Central bankers have been monetising almost all net debt issuance since 2015. Covid-19 emergency liquidity supplied through QE has been three times larger than in 2009-11, after the collapse of Lehman Bros. Besides supporting treasury markets, some central banks have started buying corporate bonds, as well as large quantities of equities. Some 23% of the Swiss National Bank reserves are invested in listed equities – a big factor behind previous stock market buoyancy.

Since the 2008 financial crisis, the world’s leading central banks have increased their balance sheets by around $26tn to $31tn. In the last 19 months, balance sheets grew by $14tn. The Eurosystem’s balance sheet (ECB and national central banks) has almost doubled to €8.5tn from €4.5tn in late 2019.

The Bank of England’s Andy Haldane cautioned in 2013 that ‘We’ve intentionally blown the biggest government bond bubble in history. We need to be vigilant to the consequences of that bubble deflating more quickly than we might otherwise have wanted.’ However, he emphasised that ‘the risk of inflating the international monetary system by printing too much money should also be considered.’

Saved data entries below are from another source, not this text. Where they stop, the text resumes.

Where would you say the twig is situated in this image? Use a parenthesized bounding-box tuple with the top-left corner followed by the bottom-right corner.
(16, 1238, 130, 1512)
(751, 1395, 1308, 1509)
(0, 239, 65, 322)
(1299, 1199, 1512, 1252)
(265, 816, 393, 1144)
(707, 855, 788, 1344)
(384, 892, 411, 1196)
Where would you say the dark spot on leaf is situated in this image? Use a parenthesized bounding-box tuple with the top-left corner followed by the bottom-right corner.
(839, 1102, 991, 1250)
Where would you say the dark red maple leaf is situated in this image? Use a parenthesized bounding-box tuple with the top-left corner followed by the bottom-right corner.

The world’s fiat currency system has reached a dangerous juncture. History teaches that a strong inflationary process, once started, is very hard to stop. Over the last 300 years more than 100 fiat systems have disappeared, undermined by hyperinflation and other deficiencies. The failure of a fiat system should be considered a statistical certainty, rather than a theoretical improbability.

Richard Fisher, then president of the Federal Reserve Bank of Dallas, warned as long ago as 2010 that the Fed was ‘positioning itself as the buyer of pretty much all government debt … with each programme … we are sailing deeper into uncharted waters.’

In 2013, six years before he died, Paul Volcker, the former Fed chairman, remarked: ‘Inflation is a more fundamental danger than speculative investment. Some countries seem to be in the unusual situation where they are trying to create inflation. They will come to regret that.’ Raising rates strongly, as Volcker did in 1979-81, is now impossible because of high government debt.

Volcker’s words remind us of the Hoogduin and Goodhart warnings: central banks are trapped. As they try for an exit, central bankers may bring off a great escape. Equally, they may trigger a great monetary reset.

Willem Middelkoop is the author of The Big Reset, a member of the OMFIF Advisory Board and founder of the Dutch-based Commodity Discovery Fund.